Disamping hal diatas, terkadang untuk bidang‐bidang ilmu sosial tertentu
seperti ilmu hukum, ilmu bisnis atau ilmu psikologi, ilmu yang diperoleh dari institusi pendidikan dalam negeri lebih relevan dan lebih dapat diterapkan pada pekerjaan sehingga memiliki nilai modal manusia yang lebih tinggi dibanding ilmu yang diperoleh dari institusi pendidikan asing. Ilmu sosial yang diajarkan di luar negeri akan sarat dengan konteks sosial dan budaya tempat institusi pendidikan tersebut sehingga belum tentu ilmu yang diperoleh pelamar yang lulus dari sana dapat digunakan pada
konteks sosial dan budaya kita.

Oleh karena itu, dalam memilih investasi pada pendidikan, seorang Karyawan‐Investor harus bijak dalam memilih bidang ilmu dan institusi pendidikan yang mampu memberikan kompetensi yang dibutuhkan oleh pasar tenaga kerja. Kesalahan dalam memilih bidang ilmu atau institusi pendidikan yang tepat akan menghabiskan waktu dan biaya yang banyak tanpa memberikan peningkatan nilai modal manusia yang diharapkan.

3. Pelatihan

Becker (1993) menyatakan pelatihan sebagai kegiatan investasi modal manusia yang terpenting kedua setelah pendidikan dan salah satu alat utama perusahaan untuk mengembangkan modal manusia yang dimiliki oleh karyawan mereka. Modal manusia ini dikembangkan dalam wujud kompetensi berupa keahlian (skill), pengetahuan (knowledge) dan sikap (attitude) yang dibutuhkan untuk dapat menyelesaikan pekerjaan dengan baik. Kompetensi yang dikembangkan ini dapat meningkatkan nilai Karyawan‐Investor di mata perusahaan sehingga dapat meminta gaji yang lebih tinggi, serta mengakses pekerjaan dan karir yang lebih baik.

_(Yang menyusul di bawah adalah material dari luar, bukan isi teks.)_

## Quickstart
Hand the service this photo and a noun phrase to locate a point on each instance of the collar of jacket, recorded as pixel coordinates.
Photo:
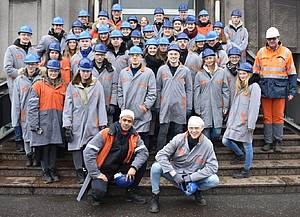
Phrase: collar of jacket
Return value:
(216, 68)
(142, 68)
(116, 128)
(234, 26)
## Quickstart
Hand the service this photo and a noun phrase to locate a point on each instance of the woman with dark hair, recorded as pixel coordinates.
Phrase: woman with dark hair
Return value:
(45, 109)
(242, 119)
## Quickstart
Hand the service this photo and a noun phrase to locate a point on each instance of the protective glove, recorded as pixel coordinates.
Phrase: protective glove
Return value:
(187, 178)
(188, 113)
(111, 109)
(68, 134)
(178, 179)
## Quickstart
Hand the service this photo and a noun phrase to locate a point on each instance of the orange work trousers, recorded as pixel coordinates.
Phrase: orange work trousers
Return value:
(273, 110)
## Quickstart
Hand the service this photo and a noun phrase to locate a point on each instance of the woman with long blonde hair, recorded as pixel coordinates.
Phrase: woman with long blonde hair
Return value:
(242, 119)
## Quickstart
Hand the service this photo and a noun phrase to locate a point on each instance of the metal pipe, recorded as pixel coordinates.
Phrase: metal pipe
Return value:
(217, 10)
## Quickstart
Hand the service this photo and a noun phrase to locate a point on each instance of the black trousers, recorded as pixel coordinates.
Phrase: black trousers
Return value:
(100, 187)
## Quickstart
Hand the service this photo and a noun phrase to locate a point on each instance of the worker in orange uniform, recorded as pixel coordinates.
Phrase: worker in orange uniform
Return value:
(278, 79)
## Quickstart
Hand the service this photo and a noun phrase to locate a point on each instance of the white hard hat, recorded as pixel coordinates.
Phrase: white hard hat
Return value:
(272, 32)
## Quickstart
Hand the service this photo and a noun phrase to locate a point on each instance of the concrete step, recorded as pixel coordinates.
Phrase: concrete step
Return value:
(66, 168)
(228, 185)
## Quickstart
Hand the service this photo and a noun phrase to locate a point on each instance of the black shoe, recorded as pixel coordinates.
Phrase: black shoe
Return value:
(242, 174)
(267, 147)
(199, 199)
(46, 177)
(29, 161)
(79, 176)
(237, 159)
(54, 175)
(154, 203)
(133, 196)
(277, 146)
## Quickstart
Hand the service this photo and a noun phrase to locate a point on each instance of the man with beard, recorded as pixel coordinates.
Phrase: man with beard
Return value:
(55, 34)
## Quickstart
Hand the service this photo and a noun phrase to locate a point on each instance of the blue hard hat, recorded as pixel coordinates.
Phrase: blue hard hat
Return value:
(177, 18)
(136, 34)
(58, 21)
(103, 14)
(77, 23)
(121, 181)
(200, 38)
(84, 35)
(173, 46)
(116, 7)
(103, 29)
(53, 64)
(31, 58)
(25, 29)
(135, 50)
(236, 12)
(211, 35)
(148, 28)
(208, 52)
(245, 67)
(125, 24)
(85, 64)
(167, 24)
(71, 37)
(191, 19)
(234, 51)
(151, 41)
(189, 188)
(132, 18)
(183, 7)
(116, 34)
(182, 36)
(83, 13)
(163, 41)
(203, 13)
(101, 48)
(219, 24)
(54, 46)
(159, 11)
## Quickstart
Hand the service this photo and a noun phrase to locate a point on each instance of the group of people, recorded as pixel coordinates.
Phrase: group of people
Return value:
(113, 90)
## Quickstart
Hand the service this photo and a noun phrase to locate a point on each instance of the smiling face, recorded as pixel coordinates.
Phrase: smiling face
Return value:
(24, 37)
(195, 132)
(53, 74)
(126, 123)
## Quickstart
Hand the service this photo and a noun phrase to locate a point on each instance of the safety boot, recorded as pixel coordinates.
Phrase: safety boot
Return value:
(154, 203)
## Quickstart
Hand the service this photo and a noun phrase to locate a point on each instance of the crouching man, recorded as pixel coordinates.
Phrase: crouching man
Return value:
(116, 155)
(188, 161)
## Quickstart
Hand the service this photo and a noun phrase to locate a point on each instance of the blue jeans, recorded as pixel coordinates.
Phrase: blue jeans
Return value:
(212, 133)
(18, 133)
(156, 172)
(236, 149)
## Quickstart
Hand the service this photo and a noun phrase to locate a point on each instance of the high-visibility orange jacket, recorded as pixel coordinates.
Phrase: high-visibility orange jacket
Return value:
(277, 72)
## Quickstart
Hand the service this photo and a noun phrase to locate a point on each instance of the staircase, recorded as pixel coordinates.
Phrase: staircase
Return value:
(271, 172)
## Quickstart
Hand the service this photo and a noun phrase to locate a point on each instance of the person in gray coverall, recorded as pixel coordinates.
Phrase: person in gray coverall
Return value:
(188, 158)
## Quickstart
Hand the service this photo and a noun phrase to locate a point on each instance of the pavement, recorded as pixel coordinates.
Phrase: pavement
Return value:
(279, 205)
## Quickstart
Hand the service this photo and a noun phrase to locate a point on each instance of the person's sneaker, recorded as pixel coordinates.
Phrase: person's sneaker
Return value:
(241, 174)
(46, 177)
(54, 175)
(237, 159)
(79, 176)
(133, 196)
(267, 147)
(199, 199)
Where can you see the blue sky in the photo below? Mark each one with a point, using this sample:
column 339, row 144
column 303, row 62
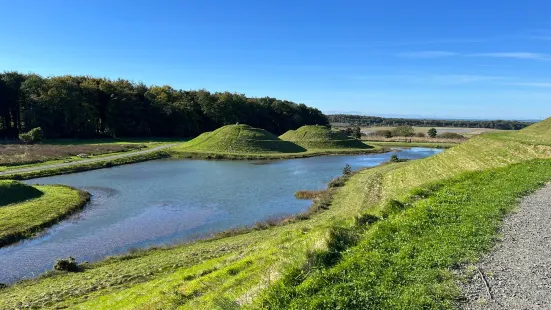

Kompetensi yang dibangun oleh suatu pelatihan dapat dikelompokkan menjadi dua, yaitu kompetensi umum dan kompetensi spesifik. Kompetensi umum meningkatkan modal manusia yang dapat dengan mudah diadaptasikan dan ditransfer pada situasi dan tempat kerja yang lain, sementara kompetensi spesifik lebih terikat dengan situasi dan tempat kerja yang ada sehingga lebih sulit diadaptasi dan ditransfer pada situasi dan tempat kerja yang lain.

Secara umum, Karyawan‐Investor akan lebih menyukai investasi dalam bentuk pelatihan kompetensi umum yang dapat meningkatkan nilai jual mereka di pasar tenaga kerja daripada investasi dalam bentuk pelatihan kompetensi spesifik yang tidak memiliki nilai tambah diluar pekerjaan yang sekarang. Oleh karena itu, setiap Karyawan‐Investor akan menangkap semua peluang untuk mengembangkan kompetensi umum yang ia miliki dan bahkan bersedia mengorbankan sumber daya pribadi yang dia miliki untuk mengembangkan sebuah kompetensi umum jika ia merasa kompetensi umum tersebut dapat memberikan nilai tambah yang lebih besar pada modal manusia yang ia miliki.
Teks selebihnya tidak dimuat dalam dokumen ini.